Yes matter falling together drives the sun and the entropic scattering of light. But if there isn't enough matter falling together, that doesn't happen.

Yes humans can think about how we interact and create fairer systems, but if we don't put in the effort, that won't happen.

Like the sun, we have an informational-energetic purpose.

Part of our purpose, I would argue, is creating the kind of fairness we sense the absence of - which sensing and fixing takes the kind of mental ability humans have.

A key to fairness is that it's actually a game concept. Something is only fair with reference to certain categories, rules, and expectations. Without those categories, rules, and expectations, "fair" doesn't really compute. (By this way of thinking, law is a game - which may seem objectionable until you realize that every jurisdiction and every state has its own set of rules, and these are - or should be - balanced and adjusted for fairness like the ruleset of a game made for entertainment or art. The level of seriousness and life-and-death is very different, but we're talking about the same larger category of thing: a ruleset for human/sentient interaction.)

Many people think fairness doesn't exist, is imaginary, is an ideal.

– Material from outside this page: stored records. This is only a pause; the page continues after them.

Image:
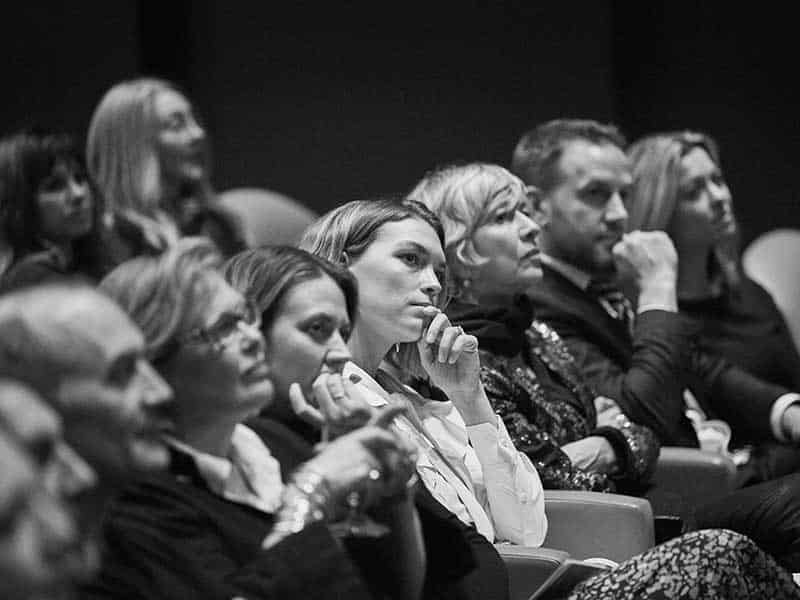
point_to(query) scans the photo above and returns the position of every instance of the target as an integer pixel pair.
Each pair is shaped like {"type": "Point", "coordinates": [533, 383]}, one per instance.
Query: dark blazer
{"type": "Point", "coordinates": [647, 373]}
{"type": "Point", "coordinates": [747, 328]}
{"type": "Point", "coordinates": [461, 563]}
{"type": "Point", "coordinates": [169, 536]}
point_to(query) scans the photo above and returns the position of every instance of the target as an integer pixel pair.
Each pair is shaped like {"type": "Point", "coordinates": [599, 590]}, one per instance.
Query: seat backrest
{"type": "Point", "coordinates": [267, 217]}
{"type": "Point", "coordinates": [772, 260]}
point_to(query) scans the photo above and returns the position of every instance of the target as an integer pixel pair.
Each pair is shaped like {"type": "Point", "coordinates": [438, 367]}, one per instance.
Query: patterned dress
{"type": "Point", "coordinates": [712, 563]}
{"type": "Point", "coordinates": [535, 387]}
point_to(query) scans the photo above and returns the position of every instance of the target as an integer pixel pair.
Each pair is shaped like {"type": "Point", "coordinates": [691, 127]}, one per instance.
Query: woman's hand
{"type": "Point", "coordinates": [607, 411]}
{"type": "Point", "coordinates": [373, 459]}
{"type": "Point", "coordinates": [336, 406]}
{"type": "Point", "coordinates": [450, 357]}
{"type": "Point", "coordinates": [593, 454]}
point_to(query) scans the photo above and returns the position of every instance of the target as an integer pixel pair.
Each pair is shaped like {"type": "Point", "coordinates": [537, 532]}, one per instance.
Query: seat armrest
{"type": "Point", "coordinates": [687, 477]}
{"type": "Point", "coordinates": [528, 568]}
{"type": "Point", "coordinates": [591, 524]}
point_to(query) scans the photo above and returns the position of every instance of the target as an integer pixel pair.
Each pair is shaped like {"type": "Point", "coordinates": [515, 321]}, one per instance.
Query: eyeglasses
{"type": "Point", "coordinates": [226, 329]}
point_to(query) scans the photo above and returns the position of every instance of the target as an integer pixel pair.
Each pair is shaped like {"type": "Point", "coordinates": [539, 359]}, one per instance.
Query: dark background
{"type": "Point", "coordinates": [329, 105]}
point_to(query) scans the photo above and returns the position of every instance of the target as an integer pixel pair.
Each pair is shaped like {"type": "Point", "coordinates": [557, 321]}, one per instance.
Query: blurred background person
{"type": "Point", "coordinates": [43, 550]}
{"type": "Point", "coordinates": [51, 214]}
{"type": "Point", "coordinates": [85, 358]}
{"type": "Point", "coordinates": [149, 154]}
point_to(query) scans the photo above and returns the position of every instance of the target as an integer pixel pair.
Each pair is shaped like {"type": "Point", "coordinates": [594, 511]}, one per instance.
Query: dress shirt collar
{"type": "Point", "coordinates": [248, 475]}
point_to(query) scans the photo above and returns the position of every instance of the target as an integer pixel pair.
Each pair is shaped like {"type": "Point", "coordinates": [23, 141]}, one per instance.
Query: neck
{"type": "Point", "coordinates": [367, 349]}
{"type": "Point", "coordinates": [693, 281]}
{"type": "Point", "coordinates": [208, 433]}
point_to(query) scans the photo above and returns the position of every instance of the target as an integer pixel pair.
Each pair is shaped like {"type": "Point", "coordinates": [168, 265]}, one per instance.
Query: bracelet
{"type": "Point", "coordinates": [306, 499]}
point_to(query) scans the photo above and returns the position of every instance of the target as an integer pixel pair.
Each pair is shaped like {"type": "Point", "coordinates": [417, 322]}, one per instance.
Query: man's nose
{"type": "Point", "coordinates": [615, 209]}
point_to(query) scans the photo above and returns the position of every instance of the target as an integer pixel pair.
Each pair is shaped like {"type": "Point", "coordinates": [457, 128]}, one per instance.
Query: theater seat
{"type": "Point", "coordinates": [771, 260]}
{"type": "Point", "coordinates": [528, 568]}
{"type": "Point", "coordinates": [595, 525]}
{"type": "Point", "coordinates": [267, 217]}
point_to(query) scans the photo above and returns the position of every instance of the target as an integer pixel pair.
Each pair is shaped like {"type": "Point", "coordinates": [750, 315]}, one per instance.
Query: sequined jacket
{"type": "Point", "coordinates": [535, 387]}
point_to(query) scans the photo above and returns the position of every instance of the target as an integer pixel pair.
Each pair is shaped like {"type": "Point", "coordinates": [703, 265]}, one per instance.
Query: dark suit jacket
{"type": "Point", "coordinates": [169, 536]}
{"type": "Point", "coordinates": [647, 373]}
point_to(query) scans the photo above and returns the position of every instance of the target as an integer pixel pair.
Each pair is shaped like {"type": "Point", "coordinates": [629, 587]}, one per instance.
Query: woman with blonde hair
{"type": "Point", "coordinates": [490, 245]}
{"type": "Point", "coordinates": [226, 521]}
{"type": "Point", "coordinates": [679, 188]}
{"type": "Point", "coordinates": [148, 152]}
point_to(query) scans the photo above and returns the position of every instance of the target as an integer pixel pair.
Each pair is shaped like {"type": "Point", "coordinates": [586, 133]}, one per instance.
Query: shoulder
{"type": "Point", "coordinates": [33, 269]}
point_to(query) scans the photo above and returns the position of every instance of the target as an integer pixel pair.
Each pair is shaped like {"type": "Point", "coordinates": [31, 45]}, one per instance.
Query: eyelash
{"type": "Point", "coordinates": [410, 259]}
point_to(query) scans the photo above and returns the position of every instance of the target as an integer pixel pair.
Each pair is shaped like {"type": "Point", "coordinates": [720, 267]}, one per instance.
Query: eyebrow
{"type": "Point", "coordinates": [419, 248]}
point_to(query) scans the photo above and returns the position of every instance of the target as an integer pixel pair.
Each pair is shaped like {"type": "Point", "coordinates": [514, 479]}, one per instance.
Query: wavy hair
{"type": "Point", "coordinates": [458, 195]}
{"type": "Point", "coordinates": [265, 275]}
{"type": "Point", "coordinates": [347, 231]}
{"type": "Point", "coordinates": [120, 147]}
{"type": "Point", "coordinates": [165, 295]}
{"type": "Point", "coordinates": [26, 160]}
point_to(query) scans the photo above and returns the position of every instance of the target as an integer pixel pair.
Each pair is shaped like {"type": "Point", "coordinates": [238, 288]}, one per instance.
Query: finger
{"type": "Point", "coordinates": [438, 324]}
{"type": "Point", "coordinates": [322, 397]}
{"type": "Point", "coordinates": [449, 336]}
{"type": "Point", "coordinates": [354, 403]}
{"type": "Point", "coordinates": [464, 344]}
{"type": "Point", "coordinates": [302, 408]}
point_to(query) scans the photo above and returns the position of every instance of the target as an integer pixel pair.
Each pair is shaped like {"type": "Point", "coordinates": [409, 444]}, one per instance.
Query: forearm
{"type": "Point", "coordinates": [513, 489]}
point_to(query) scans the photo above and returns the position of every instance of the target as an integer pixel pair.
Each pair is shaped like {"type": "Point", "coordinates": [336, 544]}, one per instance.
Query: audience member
{"type": "Point", "coordinates": [395, 250]}
{"type": "Point", "coordinates": [43, 549]}
{"type": "Point", "coordinates": [148, 153]}
{"type": "Point", "coordinates": [83, 355]}
{"type": "Point", "coordinates": [679, 187]}
{"type": "Point", "coordinates": [221, 523]}
{"type": "Point", "coordinates": [308, 307]}
{"type": "Point", "coordinates": [582, 176]}
{"type": "Point", "coordinates": [529, 376]}
{"type": "Point", "coordinates": [51, 216]}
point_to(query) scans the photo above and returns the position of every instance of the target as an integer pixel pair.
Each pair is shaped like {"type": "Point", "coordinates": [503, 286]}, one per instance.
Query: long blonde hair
{"type": "Point", "coordinates": [119, 149]}
{"type": "Point", "coordinates": [656, 161]}
{"type": "Point", "coordinates": [459, 196]}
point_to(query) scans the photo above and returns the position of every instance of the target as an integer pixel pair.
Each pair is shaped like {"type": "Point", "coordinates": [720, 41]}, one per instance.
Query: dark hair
{"type": "Point", "coordinates": [26, 160]}
{"type": "Point", "coordinates": [265, 275]}
{"type": "Point", "coordinates": [537, 153]}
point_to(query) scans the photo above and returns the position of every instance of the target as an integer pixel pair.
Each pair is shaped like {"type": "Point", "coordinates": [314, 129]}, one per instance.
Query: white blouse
{"type": "Point", "coordinates": [481, 478]}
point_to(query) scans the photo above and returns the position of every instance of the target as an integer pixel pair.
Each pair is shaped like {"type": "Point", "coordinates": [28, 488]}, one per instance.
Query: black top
{"type": "Point", "coordinates": [748, 329]}
{"type": "Point", "coordinates": [647, 372]}
{"type": "Point", "coordinates": [534, 385]}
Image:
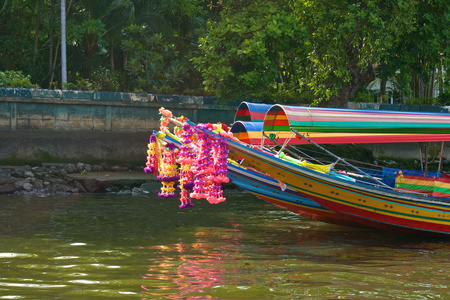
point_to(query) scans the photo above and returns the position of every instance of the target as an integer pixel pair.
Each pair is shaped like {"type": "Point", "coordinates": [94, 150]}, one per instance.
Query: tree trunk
{"type": "Point", "coordinates": [441, 79]}
{"type": "Point", "coordinates": [36, 35]}
{"type": "Point", "coordinates": [111, 55]}
{"type": "Point", "coordinates": [359, 78]}
{"type": "Point", "coordinates": [383, 83]}
{"type": "Point", "coordinates": [50, 47]}
{"type": "Point", "coordinates": [124, 71]}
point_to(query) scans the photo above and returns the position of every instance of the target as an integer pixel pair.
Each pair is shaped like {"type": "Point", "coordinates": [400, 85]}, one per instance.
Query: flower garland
{"type": "Point", "coordinates": [168, 173]}
{"type": "Point", "coordinates": [203, 165]}
{"type": "Point", "coordinates": [186, 158]}
{"type": "Point", "coordinates": [202, 160]}
{"type": "Point", "coordinates": [152, 160]}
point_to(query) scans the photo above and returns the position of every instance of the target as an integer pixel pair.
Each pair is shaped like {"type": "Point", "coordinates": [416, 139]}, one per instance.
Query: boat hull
{"type": "Point", "coordinates": [269, 190]}
{"type": "Point", "coordinates": [376, 207]}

I'd say that actually it is a ludic concept - a concept rooted in games, participants, virtuality, categories, and information itself.

In other words, it's real when you get to information theory and considerations of entropy.

From a game design standpoint, a desirably well-balanced game is fair - or at least fairer - and more fun - and will consequently encourage the most participation. (Nobody except exploiters - and maybe sometimes game designers and playtesters, for the R&D - likes to play an unfair or broken game. Players tend to quit when they realize a game is unfair or broken. Citizens facing an unfair society can behave similarly for similar reasons, as we know.) And curiously enough, a game with full participation from more participants also happens to be more entropic - the players are freer individually to choose their roles and approaches, and also freer to trade places. Those extra degrees of freedom bring measurable entropy. And this is much like how a scuba tank with O2 molecules evenly mixed and distributed throughout via their "exploration" of the space is more entropic (and "fairer") than a scuba tank with O2 molecules clumped up somewhere, barely moving because they're frozen or trapped. Nature "wants" participation. The drive toward entropy is also a drive toward fairness and inclusion.

The desire for freedom itself is, if you ask me, part of nature's drive toward entropy, fairness, and inclusion, and this is the basis for human rights.

Games that are fair and participatory please us. I'd say this is because they help entropy along, and on some level we have evolved to sense this. A fair group is a sustainable group is a group that'll go through energy in the way that produces the most entropy efficiently over the longest time. (Eating enough - but not too much - also helps entropy along. It's the same with other healthy instincts when they're working - in each case, it's easy to see how they help entropy along.)

So. Want to solve big social problems? Get more people to work on that. Want more people working on that? For one thing, get more people voting. Want more people to vote? Make voting and government fairer. It seems to be "what nature wants." But we are part of nature, and sometimes it's on us.